Business relationships are constantly evolving and becoming more sophisticated, particularly in the digital age. Some nonbank companies have already integrated financial services into their products or services to increase their added value.
Among these financial services are bank accounts, credit card payment, lending systems, and others; all of which are closely related to apps, websites, eCommerce sites, and other tools in which end users engage with brands. This concept is referred to as Banking-as-a-Service or BaaS.
A Banking as a Service model involves a regulated financial institution opening its API (specific code created to ease system interactions) to fintech companies, digital banks, and other third-party vendors who pay an access fee. With access granted, the business can develop and offer white-label banking services to its clients, which could be any business or brand.
Accordingly, the three main players involved with the Banking-as-a-Service model are:
- Non-bank businesses: The company or brand that offers financial services to their clients.
- Financial institutions/ Banks: Companies with banking licenses that rent out their APIs to other companies.
- Fintech/ Third-party providers: A technological company that markets and provides financial products to bridge the gap between the business and the bank.
Banking-as-a-Service: The New Era Of Financial Services
All parties involved in the BaaS model have the opportunity to either enhance their existing offerings or grow their businesses by capturing new customers. The main opportunities are as follows:
- Empowering The End User or Consumer: With increasingly more information available to end-users, they are becoming empowered clients who demand integrated and direct experiences with the products or services they consume. Research indicates that customers are flocking to these multiproduct customer experiences, often called ecosystems.
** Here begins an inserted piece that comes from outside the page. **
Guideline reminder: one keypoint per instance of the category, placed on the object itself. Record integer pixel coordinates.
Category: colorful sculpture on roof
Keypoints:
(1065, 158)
- The Emergence of Banks from Brands: Brands and companies can now meet customers’ needs in a more integrated and long-term way, thus building more loyal and long-term relationships with their users, which is one of their main goals. Therefore, brands also gain by extending their portfolio, resulting in a stronger reputation and more satisfied customers. The embedded finance model furthermore makes all of the above gains available at a low price and with little delay.
- Fintech or digital banks, the BaaS providers: Developing strategic alliances with banks becomes essential for suppliers of the final product in this technological equation. The opportunity also offers them the assurance that new lines of business can be opened at attractive margins, as well as a deeper understanding of consumer behavior based on the collected data.
- Banks or Financial Companies as Regulated Institutions: Banks have a new opportunity to charge non-bank companies a regular fee for accessing the BaaS software or to charge them for each service they use on a pay-as-you-go basis. Moreover, Banking-as-a-Service now has the ability to enter new markets, since it is scalable, straightforward to implement, and offers significant potential.
The reality is Banking-as-a-Service will connect digital platforms and financial services to revolutionize the business world for decades to come. Besides, it is also noteworthy that BaaS falls within the Open Banking framework, thus making it viable and is certainly a defining moment in the financial services sector.